Dans la pénombre du décor, nous patientons tous les trois, derrière la porte. Un filet de lumière passe, chaud comme un soleil, le feu nourri des projecteurs. Les conversations sur scène forment un brouhaha continuel, chacun passe le temps dans une pagaille insouciante. Quelques chanteurs répètent frénétiquement leur texte qu'ils ne connaissent pas, confondant les opérettes, Belle de Cadix, Les trois couvents, les cinq mousquetaires, se disant qu'au pire, ils improviseront. D’autres trépignent car ils connaissent les répliques et les airs par cœur depuis des mois, et montrent leur impatience tels des professionnels, soupirant ostensiblement. Des téléphones portables sonnent ; on y répond.

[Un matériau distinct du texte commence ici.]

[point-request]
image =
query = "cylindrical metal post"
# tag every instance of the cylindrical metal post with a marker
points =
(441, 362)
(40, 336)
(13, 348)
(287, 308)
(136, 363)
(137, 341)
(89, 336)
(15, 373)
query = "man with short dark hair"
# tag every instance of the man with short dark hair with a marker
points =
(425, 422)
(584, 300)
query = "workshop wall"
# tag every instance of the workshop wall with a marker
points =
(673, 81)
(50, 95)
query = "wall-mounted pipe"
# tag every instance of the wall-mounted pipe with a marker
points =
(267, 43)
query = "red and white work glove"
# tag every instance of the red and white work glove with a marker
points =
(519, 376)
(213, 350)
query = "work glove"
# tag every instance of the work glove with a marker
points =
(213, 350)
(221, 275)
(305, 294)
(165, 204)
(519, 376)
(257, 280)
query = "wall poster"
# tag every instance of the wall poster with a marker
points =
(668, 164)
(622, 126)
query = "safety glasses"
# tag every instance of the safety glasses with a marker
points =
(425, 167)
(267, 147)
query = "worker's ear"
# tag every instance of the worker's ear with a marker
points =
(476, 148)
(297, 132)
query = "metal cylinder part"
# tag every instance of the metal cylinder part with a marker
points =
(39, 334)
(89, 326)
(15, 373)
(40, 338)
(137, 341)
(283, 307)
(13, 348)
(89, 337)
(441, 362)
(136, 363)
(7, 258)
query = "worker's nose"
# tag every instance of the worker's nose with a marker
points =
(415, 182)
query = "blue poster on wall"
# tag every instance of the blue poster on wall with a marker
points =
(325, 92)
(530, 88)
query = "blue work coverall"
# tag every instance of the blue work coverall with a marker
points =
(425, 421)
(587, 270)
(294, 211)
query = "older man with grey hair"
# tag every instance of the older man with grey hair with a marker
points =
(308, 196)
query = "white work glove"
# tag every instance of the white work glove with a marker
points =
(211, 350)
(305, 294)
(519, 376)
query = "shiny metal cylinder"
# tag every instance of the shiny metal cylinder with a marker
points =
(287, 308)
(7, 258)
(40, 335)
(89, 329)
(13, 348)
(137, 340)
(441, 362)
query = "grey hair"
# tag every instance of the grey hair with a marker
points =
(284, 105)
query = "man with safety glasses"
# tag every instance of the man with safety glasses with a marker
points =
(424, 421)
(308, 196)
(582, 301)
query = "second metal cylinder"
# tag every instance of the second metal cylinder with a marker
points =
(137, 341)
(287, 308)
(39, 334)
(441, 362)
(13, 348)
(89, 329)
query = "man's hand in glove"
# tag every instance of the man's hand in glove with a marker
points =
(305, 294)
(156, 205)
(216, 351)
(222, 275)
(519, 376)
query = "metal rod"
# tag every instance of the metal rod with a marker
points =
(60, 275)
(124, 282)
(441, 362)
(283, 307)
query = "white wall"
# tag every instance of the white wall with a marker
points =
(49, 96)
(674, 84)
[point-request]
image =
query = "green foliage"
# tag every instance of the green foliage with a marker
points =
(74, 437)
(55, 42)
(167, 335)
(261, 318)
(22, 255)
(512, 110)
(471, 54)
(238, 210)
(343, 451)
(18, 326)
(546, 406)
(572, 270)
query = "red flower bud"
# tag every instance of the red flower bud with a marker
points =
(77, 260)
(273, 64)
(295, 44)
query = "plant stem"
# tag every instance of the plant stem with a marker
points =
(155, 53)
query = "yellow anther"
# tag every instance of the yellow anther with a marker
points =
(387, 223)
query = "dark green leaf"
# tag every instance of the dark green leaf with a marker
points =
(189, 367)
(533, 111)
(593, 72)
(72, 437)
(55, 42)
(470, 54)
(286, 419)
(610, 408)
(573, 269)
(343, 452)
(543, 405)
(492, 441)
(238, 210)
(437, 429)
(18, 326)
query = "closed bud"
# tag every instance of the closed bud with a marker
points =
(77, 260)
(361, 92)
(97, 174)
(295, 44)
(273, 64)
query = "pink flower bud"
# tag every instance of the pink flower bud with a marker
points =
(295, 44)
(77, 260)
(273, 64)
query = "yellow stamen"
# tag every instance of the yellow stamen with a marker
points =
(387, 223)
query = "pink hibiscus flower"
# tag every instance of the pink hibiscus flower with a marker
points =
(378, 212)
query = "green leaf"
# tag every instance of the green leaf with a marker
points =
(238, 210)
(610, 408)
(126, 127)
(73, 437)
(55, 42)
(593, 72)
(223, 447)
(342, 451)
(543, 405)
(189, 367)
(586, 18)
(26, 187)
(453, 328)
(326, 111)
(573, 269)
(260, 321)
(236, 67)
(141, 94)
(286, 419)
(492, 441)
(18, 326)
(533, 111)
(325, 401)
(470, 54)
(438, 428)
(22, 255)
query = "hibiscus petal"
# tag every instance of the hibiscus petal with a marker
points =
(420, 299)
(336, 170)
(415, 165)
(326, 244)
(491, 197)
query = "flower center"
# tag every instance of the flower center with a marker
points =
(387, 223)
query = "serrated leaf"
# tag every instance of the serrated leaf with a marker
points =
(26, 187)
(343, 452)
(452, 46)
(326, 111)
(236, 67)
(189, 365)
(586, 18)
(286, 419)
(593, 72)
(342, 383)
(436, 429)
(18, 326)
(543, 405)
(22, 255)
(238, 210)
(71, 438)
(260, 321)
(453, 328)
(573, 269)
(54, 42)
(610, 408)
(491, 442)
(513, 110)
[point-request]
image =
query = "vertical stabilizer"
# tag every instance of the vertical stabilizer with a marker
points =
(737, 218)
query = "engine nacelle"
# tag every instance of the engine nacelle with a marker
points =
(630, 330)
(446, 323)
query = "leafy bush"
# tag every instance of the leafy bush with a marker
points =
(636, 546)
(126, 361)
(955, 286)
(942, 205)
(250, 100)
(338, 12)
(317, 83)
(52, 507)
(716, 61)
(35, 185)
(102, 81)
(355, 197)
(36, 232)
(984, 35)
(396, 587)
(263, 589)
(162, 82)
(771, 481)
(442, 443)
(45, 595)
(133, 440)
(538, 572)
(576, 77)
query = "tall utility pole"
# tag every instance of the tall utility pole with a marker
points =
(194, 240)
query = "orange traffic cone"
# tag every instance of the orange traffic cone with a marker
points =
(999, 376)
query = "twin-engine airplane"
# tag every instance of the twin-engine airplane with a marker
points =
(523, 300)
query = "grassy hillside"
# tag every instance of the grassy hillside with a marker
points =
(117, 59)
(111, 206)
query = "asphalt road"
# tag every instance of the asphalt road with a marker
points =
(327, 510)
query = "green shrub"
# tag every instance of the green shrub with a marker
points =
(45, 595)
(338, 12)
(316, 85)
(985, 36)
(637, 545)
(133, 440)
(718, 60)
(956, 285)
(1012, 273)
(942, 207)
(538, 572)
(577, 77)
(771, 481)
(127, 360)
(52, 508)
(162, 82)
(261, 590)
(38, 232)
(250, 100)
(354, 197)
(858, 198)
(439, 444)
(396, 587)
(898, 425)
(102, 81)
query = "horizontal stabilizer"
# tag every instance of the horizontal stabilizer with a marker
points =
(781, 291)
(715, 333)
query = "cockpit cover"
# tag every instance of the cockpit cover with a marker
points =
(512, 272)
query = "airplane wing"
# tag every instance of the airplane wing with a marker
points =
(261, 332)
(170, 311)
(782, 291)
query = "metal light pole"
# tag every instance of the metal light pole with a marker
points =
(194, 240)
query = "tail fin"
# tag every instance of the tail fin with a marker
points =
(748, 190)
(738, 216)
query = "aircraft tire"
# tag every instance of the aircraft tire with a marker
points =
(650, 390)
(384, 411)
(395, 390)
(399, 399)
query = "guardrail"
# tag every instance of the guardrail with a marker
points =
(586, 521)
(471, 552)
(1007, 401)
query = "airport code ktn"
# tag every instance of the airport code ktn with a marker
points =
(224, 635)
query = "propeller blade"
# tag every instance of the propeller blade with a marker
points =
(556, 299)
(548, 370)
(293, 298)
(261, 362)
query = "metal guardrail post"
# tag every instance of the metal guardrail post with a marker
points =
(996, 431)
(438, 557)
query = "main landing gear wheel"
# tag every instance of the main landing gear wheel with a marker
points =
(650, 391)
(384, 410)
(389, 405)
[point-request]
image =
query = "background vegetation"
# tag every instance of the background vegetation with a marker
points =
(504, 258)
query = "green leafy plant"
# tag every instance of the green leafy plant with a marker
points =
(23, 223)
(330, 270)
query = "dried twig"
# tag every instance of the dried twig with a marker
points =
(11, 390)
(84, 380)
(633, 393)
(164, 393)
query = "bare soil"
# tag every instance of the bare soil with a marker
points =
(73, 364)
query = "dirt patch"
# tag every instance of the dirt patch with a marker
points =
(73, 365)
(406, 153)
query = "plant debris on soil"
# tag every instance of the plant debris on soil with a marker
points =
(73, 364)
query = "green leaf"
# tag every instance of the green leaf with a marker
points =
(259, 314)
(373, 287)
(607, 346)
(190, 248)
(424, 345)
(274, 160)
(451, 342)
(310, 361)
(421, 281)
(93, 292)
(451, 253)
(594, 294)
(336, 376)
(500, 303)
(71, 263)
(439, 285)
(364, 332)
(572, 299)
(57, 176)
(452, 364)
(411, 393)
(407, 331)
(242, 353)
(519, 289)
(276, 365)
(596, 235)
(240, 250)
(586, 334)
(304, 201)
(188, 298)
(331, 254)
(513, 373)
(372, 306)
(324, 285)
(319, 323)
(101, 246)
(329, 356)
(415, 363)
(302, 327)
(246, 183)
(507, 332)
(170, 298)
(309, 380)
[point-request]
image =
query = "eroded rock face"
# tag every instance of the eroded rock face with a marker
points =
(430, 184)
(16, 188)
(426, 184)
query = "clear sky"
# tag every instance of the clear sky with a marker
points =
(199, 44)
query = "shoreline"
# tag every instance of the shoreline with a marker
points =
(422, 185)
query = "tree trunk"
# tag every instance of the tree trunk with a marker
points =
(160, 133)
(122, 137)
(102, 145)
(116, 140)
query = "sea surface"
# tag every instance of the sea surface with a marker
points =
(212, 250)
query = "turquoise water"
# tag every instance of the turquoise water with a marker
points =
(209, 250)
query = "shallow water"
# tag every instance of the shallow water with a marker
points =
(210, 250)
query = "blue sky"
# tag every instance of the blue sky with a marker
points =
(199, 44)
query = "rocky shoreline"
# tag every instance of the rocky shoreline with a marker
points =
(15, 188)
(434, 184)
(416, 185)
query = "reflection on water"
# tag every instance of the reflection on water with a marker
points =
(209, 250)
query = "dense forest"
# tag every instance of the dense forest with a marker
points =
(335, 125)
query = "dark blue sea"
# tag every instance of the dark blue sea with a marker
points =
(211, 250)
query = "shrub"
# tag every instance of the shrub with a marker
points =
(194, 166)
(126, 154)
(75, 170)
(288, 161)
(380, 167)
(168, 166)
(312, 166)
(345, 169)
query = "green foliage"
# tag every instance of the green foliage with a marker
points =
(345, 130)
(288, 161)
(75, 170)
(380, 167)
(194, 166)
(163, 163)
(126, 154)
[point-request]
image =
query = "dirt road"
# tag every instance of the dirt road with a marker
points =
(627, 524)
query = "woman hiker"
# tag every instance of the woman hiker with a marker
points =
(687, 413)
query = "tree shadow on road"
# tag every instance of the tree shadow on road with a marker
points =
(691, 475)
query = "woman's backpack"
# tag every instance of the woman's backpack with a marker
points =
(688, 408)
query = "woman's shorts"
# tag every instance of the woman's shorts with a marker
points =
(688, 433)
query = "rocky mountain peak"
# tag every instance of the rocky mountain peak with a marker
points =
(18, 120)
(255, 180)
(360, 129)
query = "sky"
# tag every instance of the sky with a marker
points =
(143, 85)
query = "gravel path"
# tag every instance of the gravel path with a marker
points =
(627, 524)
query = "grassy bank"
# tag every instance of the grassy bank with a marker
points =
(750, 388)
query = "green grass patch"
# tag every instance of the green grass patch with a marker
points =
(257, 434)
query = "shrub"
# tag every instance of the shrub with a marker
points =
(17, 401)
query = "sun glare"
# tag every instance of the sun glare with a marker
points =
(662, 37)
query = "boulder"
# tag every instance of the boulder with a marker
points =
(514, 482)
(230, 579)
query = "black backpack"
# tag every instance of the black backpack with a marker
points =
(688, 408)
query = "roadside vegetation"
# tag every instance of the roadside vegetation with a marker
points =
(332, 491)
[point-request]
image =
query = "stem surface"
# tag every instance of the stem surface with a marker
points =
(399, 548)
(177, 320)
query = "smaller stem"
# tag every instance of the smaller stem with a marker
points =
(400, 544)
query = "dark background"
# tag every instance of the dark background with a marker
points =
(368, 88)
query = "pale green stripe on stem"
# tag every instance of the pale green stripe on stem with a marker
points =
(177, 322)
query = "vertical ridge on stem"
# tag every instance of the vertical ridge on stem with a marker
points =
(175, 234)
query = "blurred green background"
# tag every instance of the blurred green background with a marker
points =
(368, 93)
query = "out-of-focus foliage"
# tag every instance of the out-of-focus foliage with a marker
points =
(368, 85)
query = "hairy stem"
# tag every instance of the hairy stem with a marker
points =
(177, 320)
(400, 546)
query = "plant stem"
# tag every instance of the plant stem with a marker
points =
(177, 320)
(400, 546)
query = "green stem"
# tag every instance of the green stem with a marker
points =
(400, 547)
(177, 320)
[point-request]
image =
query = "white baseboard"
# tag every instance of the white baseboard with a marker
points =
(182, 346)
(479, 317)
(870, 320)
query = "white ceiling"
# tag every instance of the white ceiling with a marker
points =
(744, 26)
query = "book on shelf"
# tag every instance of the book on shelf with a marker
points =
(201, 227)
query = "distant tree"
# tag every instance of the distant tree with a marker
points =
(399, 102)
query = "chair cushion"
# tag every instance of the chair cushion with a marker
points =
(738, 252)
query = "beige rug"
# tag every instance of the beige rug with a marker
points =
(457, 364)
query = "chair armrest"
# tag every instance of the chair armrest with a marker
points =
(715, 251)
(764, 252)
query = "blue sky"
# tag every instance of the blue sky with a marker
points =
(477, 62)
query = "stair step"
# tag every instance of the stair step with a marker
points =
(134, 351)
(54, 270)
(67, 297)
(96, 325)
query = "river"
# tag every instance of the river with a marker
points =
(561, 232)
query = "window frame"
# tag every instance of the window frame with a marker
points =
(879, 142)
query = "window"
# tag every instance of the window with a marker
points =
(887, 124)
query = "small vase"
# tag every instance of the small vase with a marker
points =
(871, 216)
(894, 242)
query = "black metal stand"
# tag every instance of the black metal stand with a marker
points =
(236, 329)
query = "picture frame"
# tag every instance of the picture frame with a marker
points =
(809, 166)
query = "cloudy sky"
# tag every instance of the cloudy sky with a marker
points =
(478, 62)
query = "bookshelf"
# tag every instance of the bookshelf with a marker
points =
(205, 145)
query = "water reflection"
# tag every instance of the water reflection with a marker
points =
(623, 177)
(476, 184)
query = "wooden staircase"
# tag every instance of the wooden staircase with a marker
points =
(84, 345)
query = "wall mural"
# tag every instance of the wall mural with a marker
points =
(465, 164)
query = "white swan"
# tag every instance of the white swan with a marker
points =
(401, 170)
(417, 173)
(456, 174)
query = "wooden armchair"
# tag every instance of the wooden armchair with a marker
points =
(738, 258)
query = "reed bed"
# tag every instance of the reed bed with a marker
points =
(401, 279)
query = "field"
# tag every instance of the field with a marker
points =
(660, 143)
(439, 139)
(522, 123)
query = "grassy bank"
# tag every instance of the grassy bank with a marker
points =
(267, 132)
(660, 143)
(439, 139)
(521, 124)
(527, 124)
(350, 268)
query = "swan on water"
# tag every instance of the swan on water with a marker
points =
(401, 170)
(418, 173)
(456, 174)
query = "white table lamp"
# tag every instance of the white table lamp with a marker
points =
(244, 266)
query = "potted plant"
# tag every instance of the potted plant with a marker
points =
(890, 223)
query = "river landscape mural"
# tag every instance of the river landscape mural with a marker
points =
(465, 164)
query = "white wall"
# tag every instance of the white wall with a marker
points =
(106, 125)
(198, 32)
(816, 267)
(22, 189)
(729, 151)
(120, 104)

Semblant reconstituer une carte du désert, le pianiste et le chef d’orchestre répandent des partitions dans tous les sens, cherchant les reprises, trouvant des codas, ils écrivent les dernières annotations en cassant nerveusement des mines de crayons. Les choristes s’ennuient. Ils papotent, l’air mélancolique : on leur a fourgué encore la même mise en scène, comme à chaque scène de chaque acte de chaque production de cette compagnie d’opérette. Ils forment une sorte de masse informelle qui remue les lèvres sans parler, ils font la même chose en même temps comme un banc de poissons. Ce sont les invités de l’ambassadeur, ou le peuple en joie, l’armée des prussiens, la cour du roi Midas, les rameurs d’Ulysse, les élèves oubliés du collège, les gitans pittoresques autour du feu de camp. Ils sont tous là, disparates, grands, gros, petits, chauves, comptables, facteurs, pharmaciens, professeur de clarinette, soliste déchu, ancien choriste d’opéra, avec leur barbichette ; ils sont contents, les voilà encore sur le plateau, comme immortels, toujours les mêmes figures de prussiens, de nobles, de collégiens, de rameurs, de gitans.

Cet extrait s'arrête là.